We propose a self-supervised adversarial training mechanism in the input space that provides generalizable defense against adversarial attacks. Our plug-and-play approach significantly improves robustness across classification, segmentation, and detection tasks, reducing attack success rates from 82.6% to 31.9%.
We present CycleISP, a framework that models camera imaging pipelines in forward and reverse directions to generate realistic synthetic training data for image denoising. Our approach achieves state-of-the-art performance on real camera benchmarks with 5× fewer parameters than previous methods, and generalizes beyond denoising to tasks like color matching.
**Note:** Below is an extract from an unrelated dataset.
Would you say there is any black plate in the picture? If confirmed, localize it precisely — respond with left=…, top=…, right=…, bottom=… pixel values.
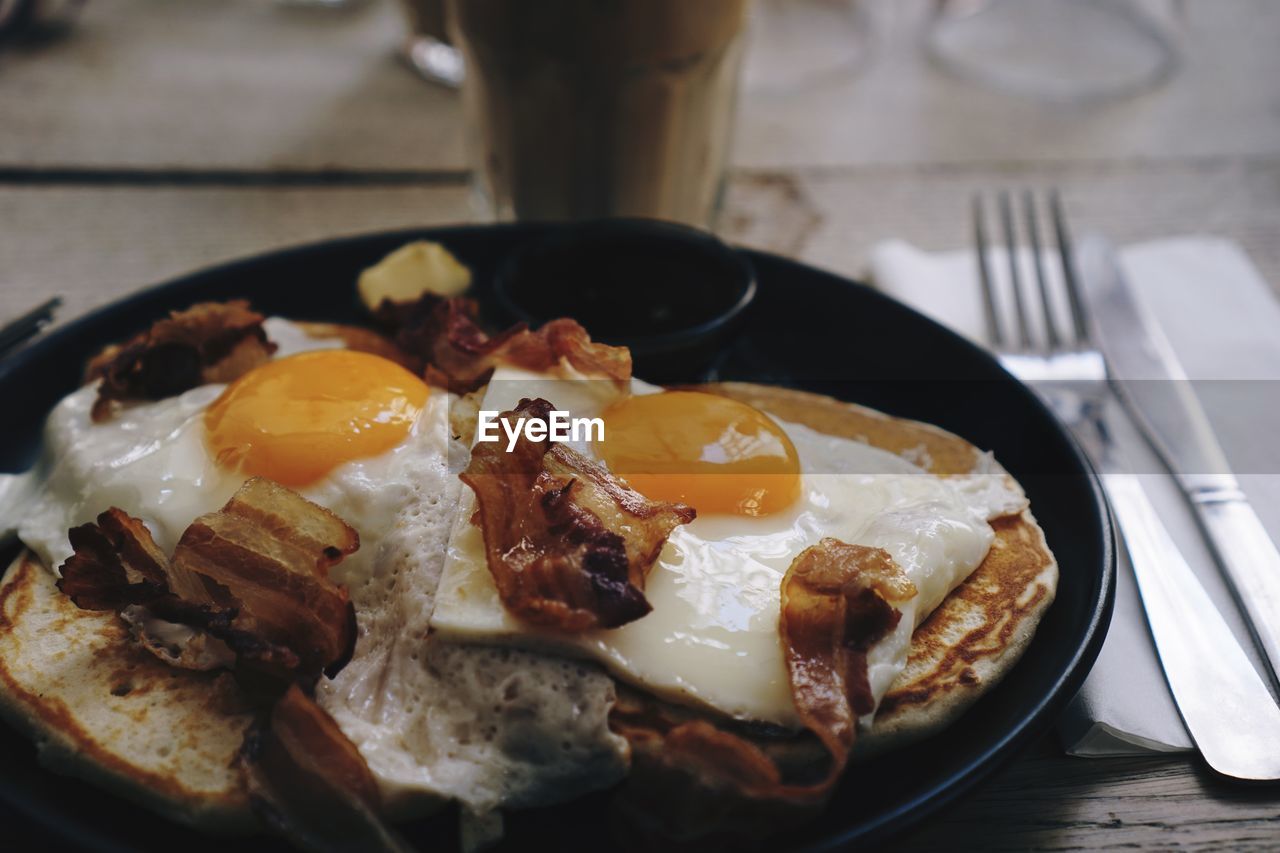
left=0, top=225, right=1114, bottom=850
We propose RPS-Net, a random path selection algorithm for continual learning that progressively chooses optimal paths for new tasks while encouraging parameter sharing. Integrated with knowledge distillation and a dynamic plasticity controller, our approach surpasses state-of-the-art incremental learning performance while running in constant time.
We propose using deep image restoration networks as a defense against adversarial attacks by bringing off-manifold adversarial samples back onto the natural image manifold. Our approach simultaneously provides robustness, enhances image quality, and maintains performance on clean images without requiring model training, parameter optimization, or adversarial image detection.
We propose a cost-sensitive deep neural network that automatically learns robust feature representations for both majority and minority classes in imbalanced datasets. Our approach jointly optimizes class-dependent costs and network parameters, significantly outperforming baseline algorithms and data sampling techniques without altering the original data distribution.